Ich habe bereits gesucht - aber keinen Anhaltspunkt gefunden.

Vielen Dank!
MFG
Rex


----------



## SlaterB (4. Okt 2006)

in 

```
private static void pipe(InputStream in, OutputStream out) throws IOException { 
        byte[] buf = new byte[500000]; 
        int nread; 
        int navailable; 
        int total = 0; //Die Anzahl gesendeter Bytes 
         JProgressBar progress = new JProgressBar(0, 100); 
        
        synchronized (in) { 
            while((nread = in.read(buf, 0, buf.length)) >= 0) { 
                out.write(buf, 0, nread); 
                total += nread; 
                progress.setValue((int)(filelength / 100) * total); //Gesamnt durch 100 = 1% mal gesendet = aktuell-Prozent 
            } 
        } 
        out.flush(); 
        buf = null; 
    }
```
wobei filelengh wohl nichts mit dem übergebenen in-Stream zu tun hat,
---

```
/** 
     * adds a file parameter to the request 
     * @param name parameter name 
     * @param file the file to upload 
     * @throws IOException 
     */ 
    public void setParameter(String name, File file) throws IOException { 
        filelength = file.length(); 
        setParameter(name, file.getPath(), new FileInputStream(file)); 
    }
```
hier wird filelength gesetzt, aber auch file irgendwo verwendet?


----------



## Rex (4. Okt 2006)

Die JProgressBar ist leider nicht sichtbar in dem Applet meiner Klasse "DFApplet".

MFG
Rex


----------



## Rex (4. Okt 2006)

Frage an euch:
Warum nicht?

Vielen Dank!
MFG
Rex


----------



## SlaterB (4. Okt 2006)

das Erzeugen irgendeines Objekes muss noch nicht viele Auswirkungen haben,
ein JProgressbar-Objekt fügt sich z.B. nicht automatisch in irgendein Applet ein,
das musst du schon irgendwie einfügen (add())
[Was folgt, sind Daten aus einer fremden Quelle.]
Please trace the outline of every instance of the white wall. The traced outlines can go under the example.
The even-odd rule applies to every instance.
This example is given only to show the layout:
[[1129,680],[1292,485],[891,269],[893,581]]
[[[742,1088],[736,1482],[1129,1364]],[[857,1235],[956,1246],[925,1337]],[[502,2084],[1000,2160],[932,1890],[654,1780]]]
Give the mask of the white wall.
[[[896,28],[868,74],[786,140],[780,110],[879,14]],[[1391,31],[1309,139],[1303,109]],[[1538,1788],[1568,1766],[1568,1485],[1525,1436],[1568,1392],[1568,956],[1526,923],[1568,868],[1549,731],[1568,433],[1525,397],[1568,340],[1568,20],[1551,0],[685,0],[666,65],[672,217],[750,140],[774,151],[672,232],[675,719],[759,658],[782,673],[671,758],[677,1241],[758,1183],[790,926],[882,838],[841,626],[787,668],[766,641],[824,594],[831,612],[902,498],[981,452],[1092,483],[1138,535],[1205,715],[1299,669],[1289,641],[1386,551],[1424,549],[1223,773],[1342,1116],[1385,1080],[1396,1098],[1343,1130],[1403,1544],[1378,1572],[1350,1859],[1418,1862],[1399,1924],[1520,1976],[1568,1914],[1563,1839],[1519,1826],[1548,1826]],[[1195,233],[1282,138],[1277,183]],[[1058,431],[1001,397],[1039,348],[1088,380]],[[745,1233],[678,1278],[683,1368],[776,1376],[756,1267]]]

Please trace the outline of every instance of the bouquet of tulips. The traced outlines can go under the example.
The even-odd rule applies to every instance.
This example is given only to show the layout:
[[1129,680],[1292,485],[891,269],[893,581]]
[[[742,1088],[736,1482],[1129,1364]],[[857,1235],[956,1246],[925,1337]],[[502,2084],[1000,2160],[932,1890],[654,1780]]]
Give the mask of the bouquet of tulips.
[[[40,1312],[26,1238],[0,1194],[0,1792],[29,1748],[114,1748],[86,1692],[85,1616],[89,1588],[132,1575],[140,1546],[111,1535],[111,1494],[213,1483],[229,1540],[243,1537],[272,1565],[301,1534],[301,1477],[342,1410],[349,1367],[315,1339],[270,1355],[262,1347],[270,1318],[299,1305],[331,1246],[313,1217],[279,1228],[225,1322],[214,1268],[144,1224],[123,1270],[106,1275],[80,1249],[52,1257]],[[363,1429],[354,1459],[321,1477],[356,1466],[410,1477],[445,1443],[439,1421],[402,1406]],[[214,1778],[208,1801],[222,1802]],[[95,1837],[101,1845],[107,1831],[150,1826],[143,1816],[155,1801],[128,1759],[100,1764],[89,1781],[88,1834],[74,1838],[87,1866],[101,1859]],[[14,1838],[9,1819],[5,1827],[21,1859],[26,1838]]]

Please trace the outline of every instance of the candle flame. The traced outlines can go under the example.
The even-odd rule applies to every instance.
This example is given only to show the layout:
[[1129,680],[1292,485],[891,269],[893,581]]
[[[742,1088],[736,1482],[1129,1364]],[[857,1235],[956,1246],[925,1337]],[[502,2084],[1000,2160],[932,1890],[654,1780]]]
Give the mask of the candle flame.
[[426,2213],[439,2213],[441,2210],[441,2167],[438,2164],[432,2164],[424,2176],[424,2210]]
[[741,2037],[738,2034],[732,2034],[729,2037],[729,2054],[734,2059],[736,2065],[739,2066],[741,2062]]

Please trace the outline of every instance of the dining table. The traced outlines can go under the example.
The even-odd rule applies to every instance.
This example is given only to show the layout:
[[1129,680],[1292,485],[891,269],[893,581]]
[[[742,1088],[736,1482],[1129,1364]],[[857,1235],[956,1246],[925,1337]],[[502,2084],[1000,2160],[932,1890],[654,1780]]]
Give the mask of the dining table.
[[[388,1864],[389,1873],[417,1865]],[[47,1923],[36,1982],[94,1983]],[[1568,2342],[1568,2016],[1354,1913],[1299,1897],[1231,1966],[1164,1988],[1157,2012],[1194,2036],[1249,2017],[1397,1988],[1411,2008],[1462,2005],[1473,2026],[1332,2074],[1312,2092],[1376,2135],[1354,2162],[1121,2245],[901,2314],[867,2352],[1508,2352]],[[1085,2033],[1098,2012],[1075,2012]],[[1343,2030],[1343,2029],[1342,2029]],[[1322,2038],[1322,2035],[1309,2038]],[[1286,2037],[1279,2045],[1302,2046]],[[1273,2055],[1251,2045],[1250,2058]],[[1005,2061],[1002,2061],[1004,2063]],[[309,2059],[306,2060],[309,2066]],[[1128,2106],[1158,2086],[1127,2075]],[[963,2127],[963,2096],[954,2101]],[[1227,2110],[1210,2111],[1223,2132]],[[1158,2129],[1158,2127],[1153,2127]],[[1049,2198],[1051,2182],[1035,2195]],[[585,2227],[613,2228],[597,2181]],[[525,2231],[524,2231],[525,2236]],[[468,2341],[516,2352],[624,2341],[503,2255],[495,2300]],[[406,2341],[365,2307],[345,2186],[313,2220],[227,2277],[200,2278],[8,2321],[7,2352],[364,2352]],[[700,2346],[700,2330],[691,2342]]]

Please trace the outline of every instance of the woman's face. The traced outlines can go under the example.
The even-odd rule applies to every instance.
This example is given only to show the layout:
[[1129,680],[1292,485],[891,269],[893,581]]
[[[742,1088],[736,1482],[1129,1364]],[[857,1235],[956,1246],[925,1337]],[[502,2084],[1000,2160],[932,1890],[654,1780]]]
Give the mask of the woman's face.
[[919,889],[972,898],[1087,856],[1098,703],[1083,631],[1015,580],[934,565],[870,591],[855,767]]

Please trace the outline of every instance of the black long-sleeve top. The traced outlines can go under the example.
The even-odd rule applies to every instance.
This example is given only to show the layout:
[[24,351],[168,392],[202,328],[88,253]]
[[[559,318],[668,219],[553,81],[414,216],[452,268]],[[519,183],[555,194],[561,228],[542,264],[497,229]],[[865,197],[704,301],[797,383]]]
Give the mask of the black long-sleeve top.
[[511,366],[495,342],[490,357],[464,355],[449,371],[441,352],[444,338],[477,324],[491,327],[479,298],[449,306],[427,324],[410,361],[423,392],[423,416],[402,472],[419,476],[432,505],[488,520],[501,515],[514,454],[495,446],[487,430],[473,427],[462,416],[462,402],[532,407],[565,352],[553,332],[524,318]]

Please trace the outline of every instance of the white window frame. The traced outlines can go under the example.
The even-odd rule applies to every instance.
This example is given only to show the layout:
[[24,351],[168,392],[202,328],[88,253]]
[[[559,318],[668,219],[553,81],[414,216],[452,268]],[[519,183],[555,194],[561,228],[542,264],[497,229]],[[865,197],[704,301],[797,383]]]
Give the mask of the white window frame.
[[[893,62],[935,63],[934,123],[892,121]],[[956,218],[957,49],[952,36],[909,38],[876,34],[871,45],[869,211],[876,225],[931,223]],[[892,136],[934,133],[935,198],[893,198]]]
von Applets weiß ich aber wenig, vielleicht nicht so einfach mit Swing-Komponenten,

wenn du das versuchst, dann auf jeden Fall testweise mit maximal 10 Zeilen Code dafür
(Z.B. auf einen Button-Klick hin auf 70% setzen) 
und nicht 498 Zeilen


----------



## thE_29 (4. Okt 2006)

Ohne den Code anzugucken!

Wenn du alles in einem Thread machst, wirst du die JProgressBar nie sehen 

Die JProgressBar lässt normal starten (nach Button klick oder ähnliches) und die eigentliche Methode musst in einem Thread starten!


----------



## Rex (4. Okt 2006)

Vielen Dank, für Deine rasche Antwort.
Ehm... Ich habe keine so große Ahnung von Threads...
Muss man nicht erst eine eigene Klasse erstellen, die man dann als Thread verwenden kann?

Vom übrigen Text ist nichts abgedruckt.